All slaughterhouses seeking AIHCO Halal Certification must comply with the following requirements:
- Approval of Slaughter Personnel
All slaughtermen must be approved by AIHCO prior to performing halal slaughter duties. - Slaughterman Requirements
Each slaughterman must:- Be a practising Muslim of sound mind and good character.
- Hold a valid Slaughterman Registration/ID issued by the relevant Australian authority (e.g., AUS-MEAT).
- Be formally recognised and authorised by AIHCO.
- Regulatory Approval (Approved Arrangement – AA)
The establishment must obtain and maintain an Approved Arrangement (AA) for halal production, duly signed by the establishment management, the relevant government authority (e.g., DAFF or successor authority), and AIHCO. - Prohibition of Pork Handling
Pork and pork-derived products must not be slaughtered, processed, handled, or stored within the halal-certified abattoir facility. - Cleanliness and Hygiene
The slaughterhouse premises must maintain high standards of cleanliness in accordance with local regulatory requirements and AIHCO halal standards. - Equipment and Transportation
All equipment, storage facilities, and transportation vehicles must be clean, sanitary, and free from najis (impurities). Halal products must not be mixed or contaminated with non-halal materials. - Stunning Requirements
- Stunning is generally discouraged unless required for animal welfare or regulatory compliance.

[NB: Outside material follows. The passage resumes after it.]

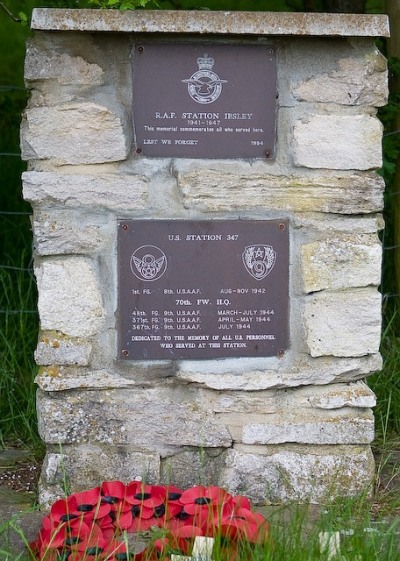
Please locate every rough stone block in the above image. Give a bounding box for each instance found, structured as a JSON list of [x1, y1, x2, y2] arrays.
[[33, 208, 115, 255], [35, 331, 92, 366], [301, 234, 382, 293], [38, 387, 232, 455], [22, 101, 129, 165], [22, 171, 149, 212], [304, 288, 381, 357], [293, 49, 388, 107], [222, 446, 375, 504], [241, 412, 374, 444], [160, 448, 227, 489], [39, 445, 160, 508], [176, 353, 382, 391], [24, 41, 104, 86], [174, 164, 385, 214], [35, 257, 105, 337], [293, 115, 382, 170]]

- Where stunning is applied, it must meet Shariah requirements and must not cause the death of the animal prior to slaughter.
- The animal must remain alive at the time of the halal cut and must be capable of regaining consciousness if not slaughtered.
- Only halal animals may be stunned.
- Permitted Stunning Methods
- Electrical water bath stunning may be used for poultry and ducks.
- Electrical stunning may be used for cattle, buffalo, sheep, goats, and similar livestock.
- Any stunning method must be approved by AIHCO’s Shariah Advisory Committee.
- Supervision of Stunning
A trained Muslim supervisor must monitor and control the voltage and settings of electrical stunning equipment. - Post-Slaughter Processing
Carcass processing must not begin until the animal is confirmed deceased following complete bleeding (generally 2–4 minutes post-slaughter or until verified dead). - Halal Identification
All halal-approved carcasses must be clearly marked with an official AIHCO Halal Stamp.